RCSI guidelines recommend staff wear masks, along with disposable aprons and gloves, even for “minimal contact activities” such as cleaning, taking a temperature or feeding a patient.

Unreliable

In the community, basic homemade or surgical masks are notoriously unreliable when used by untrained people. Aside from the gaps at the side, the act of handling the mask can increase the risk of infection rather than reducing it.

Yet, given the lack of definitive knowledge about how coronavirus is spread, many experts now argue that something is better than nothing, and that masks can play a role, alongside social distancing and hand hygiene, in further reducing the rate of transmission.

Regulators in the US are said to be mulling a change of guidelines in relation to masks, while countries such as Austria and the Czech Republic have made the wearing of masks compulsory in public.

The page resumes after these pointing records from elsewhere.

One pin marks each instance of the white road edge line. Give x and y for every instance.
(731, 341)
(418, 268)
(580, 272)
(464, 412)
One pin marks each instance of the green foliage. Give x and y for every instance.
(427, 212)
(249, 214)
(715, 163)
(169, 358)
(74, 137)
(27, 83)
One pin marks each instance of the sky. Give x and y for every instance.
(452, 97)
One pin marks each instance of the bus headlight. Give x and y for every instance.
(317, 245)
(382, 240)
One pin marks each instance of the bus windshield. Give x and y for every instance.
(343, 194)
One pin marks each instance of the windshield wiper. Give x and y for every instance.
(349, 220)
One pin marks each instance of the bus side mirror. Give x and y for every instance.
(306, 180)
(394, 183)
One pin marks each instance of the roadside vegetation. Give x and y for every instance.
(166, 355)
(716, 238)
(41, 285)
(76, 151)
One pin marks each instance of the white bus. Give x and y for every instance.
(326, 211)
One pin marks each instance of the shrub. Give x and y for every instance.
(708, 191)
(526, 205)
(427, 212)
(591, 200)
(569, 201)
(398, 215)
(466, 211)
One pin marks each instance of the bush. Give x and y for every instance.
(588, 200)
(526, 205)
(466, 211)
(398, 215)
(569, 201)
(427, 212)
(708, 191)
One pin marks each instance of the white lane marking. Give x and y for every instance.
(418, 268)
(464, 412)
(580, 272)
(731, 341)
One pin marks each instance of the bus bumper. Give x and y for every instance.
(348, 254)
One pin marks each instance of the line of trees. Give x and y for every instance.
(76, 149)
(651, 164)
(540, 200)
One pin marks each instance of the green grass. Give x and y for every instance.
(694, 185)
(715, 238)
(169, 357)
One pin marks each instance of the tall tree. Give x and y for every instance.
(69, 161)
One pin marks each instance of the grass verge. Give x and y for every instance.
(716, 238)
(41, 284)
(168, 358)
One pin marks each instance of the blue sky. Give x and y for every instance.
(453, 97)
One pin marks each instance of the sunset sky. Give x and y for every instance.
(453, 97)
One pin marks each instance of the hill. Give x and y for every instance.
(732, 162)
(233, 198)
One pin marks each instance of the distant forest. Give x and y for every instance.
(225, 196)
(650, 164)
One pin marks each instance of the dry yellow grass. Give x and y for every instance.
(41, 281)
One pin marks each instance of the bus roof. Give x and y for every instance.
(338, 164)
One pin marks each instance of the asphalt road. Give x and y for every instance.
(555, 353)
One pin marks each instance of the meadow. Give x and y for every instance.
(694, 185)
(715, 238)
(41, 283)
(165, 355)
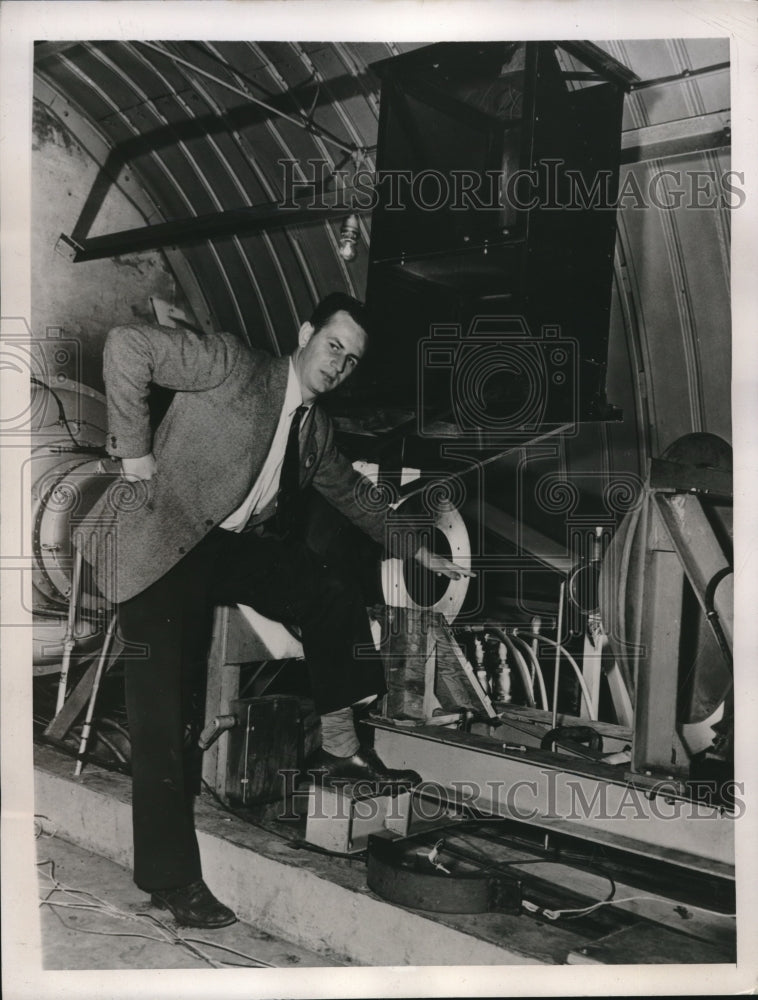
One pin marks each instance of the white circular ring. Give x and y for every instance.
(453, 527)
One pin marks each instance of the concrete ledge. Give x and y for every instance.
(316, 901)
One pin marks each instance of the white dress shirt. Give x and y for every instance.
(266, 486)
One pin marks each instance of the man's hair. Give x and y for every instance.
(340, 302)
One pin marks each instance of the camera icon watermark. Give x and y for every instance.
(497, 379)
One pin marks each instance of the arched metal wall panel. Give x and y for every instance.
(198, 146)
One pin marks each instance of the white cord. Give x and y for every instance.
(556, 914)
(167, 936)
(537, 667)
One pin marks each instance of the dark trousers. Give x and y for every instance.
(167, 628)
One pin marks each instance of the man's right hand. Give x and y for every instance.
(139, 468)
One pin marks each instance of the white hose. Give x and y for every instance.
(537, 668)
(521, 663)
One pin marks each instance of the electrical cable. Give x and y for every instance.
(168, 935)
(63, 419)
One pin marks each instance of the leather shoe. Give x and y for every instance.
(365, 765)
(194, 905)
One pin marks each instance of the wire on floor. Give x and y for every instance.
(83, 899)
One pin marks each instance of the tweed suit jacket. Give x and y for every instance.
(209, 449)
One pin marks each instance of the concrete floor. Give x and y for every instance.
(119, 929)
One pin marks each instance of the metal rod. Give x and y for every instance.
(301, 122)
(87, 727)
(69, 639)
(686, 74)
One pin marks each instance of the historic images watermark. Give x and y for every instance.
(546, 795)
(551, 185)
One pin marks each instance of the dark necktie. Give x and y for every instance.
(289, 481)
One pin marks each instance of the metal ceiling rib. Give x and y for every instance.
(196, 181)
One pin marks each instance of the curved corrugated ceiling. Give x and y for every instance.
(182, 117)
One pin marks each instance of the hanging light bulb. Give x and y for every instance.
(349, 232)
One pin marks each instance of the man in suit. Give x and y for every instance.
(205, 515)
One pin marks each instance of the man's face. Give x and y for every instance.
(325, 359)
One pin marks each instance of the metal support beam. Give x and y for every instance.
(688, 135)
(702, 557)
(654, 745)
(216, 225)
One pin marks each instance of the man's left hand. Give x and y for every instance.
(440, 565)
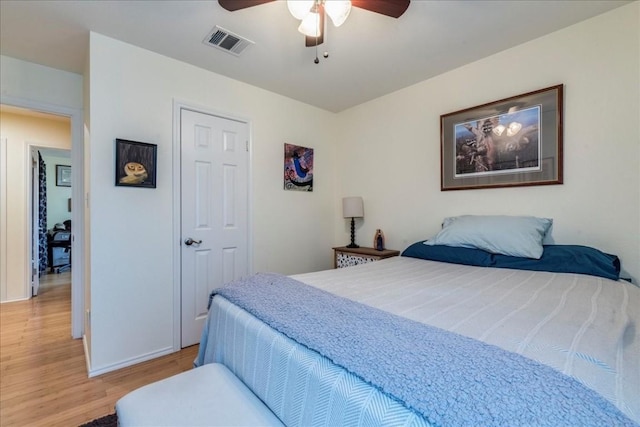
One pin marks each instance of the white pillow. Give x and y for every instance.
(519, 236)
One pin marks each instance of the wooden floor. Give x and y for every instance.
(43, 374)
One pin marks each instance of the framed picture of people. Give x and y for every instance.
(511, 142)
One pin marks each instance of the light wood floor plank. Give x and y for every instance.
(43, 375)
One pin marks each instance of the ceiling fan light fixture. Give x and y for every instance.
(300, 8)
(338, 11)
(310, 25)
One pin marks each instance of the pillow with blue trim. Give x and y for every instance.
(518, 236)
(555, 258)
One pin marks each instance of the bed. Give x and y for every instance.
(438, 336)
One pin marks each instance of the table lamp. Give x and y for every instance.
(353, 207)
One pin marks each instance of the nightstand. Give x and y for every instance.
(345, 257)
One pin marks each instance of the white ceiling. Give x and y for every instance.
(369, 56)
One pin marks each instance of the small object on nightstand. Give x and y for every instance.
(345, 256)
(378, 240)
(353, 207)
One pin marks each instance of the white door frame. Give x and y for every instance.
(77, 203)
(177, 206)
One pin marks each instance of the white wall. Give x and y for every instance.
(131, 96)
(395, 140)
(29, 81)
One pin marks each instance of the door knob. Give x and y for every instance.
(189, 241)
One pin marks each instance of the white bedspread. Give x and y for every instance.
(584, 326)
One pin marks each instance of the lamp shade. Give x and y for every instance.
(352, 207)
(337, 10)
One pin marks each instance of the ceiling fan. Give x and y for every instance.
(312, 12)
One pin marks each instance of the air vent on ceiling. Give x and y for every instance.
(227, 41)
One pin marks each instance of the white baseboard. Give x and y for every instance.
(128, 362)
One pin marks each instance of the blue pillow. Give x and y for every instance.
(519, 236)
(566, 259)
(555, 258)
(466, 256)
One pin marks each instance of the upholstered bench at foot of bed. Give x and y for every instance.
(210, 395)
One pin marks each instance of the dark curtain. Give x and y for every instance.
(42, 227)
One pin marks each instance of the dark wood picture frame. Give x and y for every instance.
(135, 164)
(512, 142)
(63, 176)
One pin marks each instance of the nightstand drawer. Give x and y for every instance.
(346, 257)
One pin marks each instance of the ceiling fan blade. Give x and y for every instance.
(393, 8)
(232, 5)
(312, 41)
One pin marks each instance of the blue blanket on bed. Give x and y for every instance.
(447, 378)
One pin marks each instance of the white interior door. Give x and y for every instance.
(214, 211)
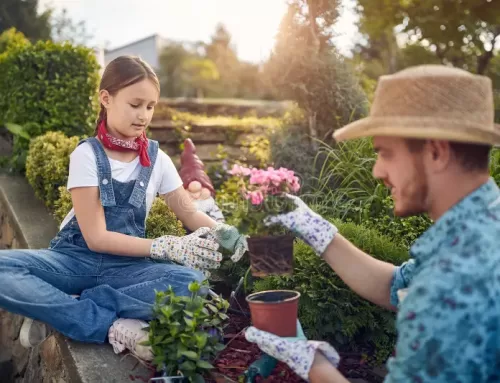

One hospital in Naples has reportedly managed to avoid any staff infections through strict demarcation between Covid-19 and non-Covid-19 patients and the use of gas mask-like protective gear.

Dr Cillian de Gascun, head of the expert group advising the Government, said the issue was under discussion and would be kept under review.

“We are aware of anxiety among healthcare workers. There really isn’t any evidence there to recommend the wearing of face masks for asymptomatic individuals.”

Whatever the official advice, many more people are choosing to make their own masks or have donned surgical masks, despite their limited use outdoors.

Eventually, supply issues may ease, and it is likely that masks will play an even bigger role as Ireland and other countries attempt to ease their way out of this crisis.